Discussing this with companion travelers, I also think that we in Western Europe – and The Netherlands and Germany are quite extreme – have lost something that New Zealand and the New EU Member States, even Serbia still have. This can best be expressed by naming the extremes like taking a risk versus clinging to security, hope versus fear, grabbing the opportunity versus the un-ability to let go.
I remember reading a book at least twenty years ago, with the title ’24 stories making a radical professional change in life’. According to people from here and the New Worlds this isn’t an issue at all. Nobody would even ask why you did. No, taking a new approach is applauded versus in the West it’s questioned. That’s what we have lost!

I have finally figured out how I can both see Mostar and Sarajevo, without having to put my bicycle in the underneath bag compartment of a bus. Best route is via Bar on the coast, then cycling 130 kilometer North to Dubrovnik for two days, where I will park my bike. Then take the train or bus to Mostar and Sarajevo.
The train ride to Bar will cost me 28 euro and some euro’s for the bicycle. This deal should be closed with the conductor of the train. We’ll see. Henk be good!

24 September Visit of Belgrade and Muzen

In Belgrade I visit the fort, but it’s not open on Mondays. So I just inspect it from the outside. It’s an enormous complex at the mouth of the Sava and Danube, where many battles took place. The Turkish as well as the Habsburg empire tried to conquer it.

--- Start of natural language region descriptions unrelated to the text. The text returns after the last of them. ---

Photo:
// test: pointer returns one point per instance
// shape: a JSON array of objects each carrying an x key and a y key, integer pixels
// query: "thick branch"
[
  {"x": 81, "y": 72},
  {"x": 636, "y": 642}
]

After looking at the two largest  churches, I take off for the historical fishing village of Muzen. Life is easy going and on the market square I eat my fresh fruits and vegetable lunch, bought at the market stalls.





















In the main street where all public transport passes, you can see the contrast between the times of former prosperity and beauty and the grim period expressed by ugly Soviet architecture. 

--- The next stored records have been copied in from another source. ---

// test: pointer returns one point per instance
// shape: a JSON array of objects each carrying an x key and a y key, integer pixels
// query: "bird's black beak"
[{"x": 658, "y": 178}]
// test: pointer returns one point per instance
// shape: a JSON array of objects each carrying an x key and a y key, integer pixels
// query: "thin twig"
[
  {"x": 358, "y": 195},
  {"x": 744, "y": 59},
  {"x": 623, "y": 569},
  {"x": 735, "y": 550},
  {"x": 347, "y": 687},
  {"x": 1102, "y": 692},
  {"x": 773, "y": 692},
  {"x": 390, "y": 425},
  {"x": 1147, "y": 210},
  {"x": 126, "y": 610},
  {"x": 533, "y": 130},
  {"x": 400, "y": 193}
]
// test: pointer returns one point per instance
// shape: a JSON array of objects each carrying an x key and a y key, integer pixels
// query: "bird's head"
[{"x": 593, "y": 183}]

The statues bark out their realism and the buildings their savage power. The photographed building – a former air-force center - was bombed by NATO in 1999, during the Kosovo conflict. It stands out as a relic of that period.
 







On the left another expression of 'Soviet architecture', the Ministry of Internal Affairs. Here you can visit the former working chamber of Tito, but not today. The uniformed guard makes this very clear after I have parked my tiny bicycle against the enormous entrance wall. Even before I ask this .. barks out, 'No Mister'! His monkey on the rock behavior is clear to me. Henk be good, this is not The Netherlands! I make my retreat with a smile.

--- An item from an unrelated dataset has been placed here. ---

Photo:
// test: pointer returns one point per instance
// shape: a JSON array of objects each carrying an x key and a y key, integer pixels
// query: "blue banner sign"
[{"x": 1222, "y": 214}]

Back in the hostel I meet a retired French policeman, who has biked through The Netherlands, Germany, Sweden to the North Cape and back through Finland and the Baltic states, Slovakia, Rumania and who is now heading back towards Paris.


He has an impressive beard that fits the area. I struggle with my French and this gives me a taste of what lies ahead of me in November, a 4 weeks intensive language course in Lyon.

We dine together and I pack because I have to leave for the train station at half past seven in the morning.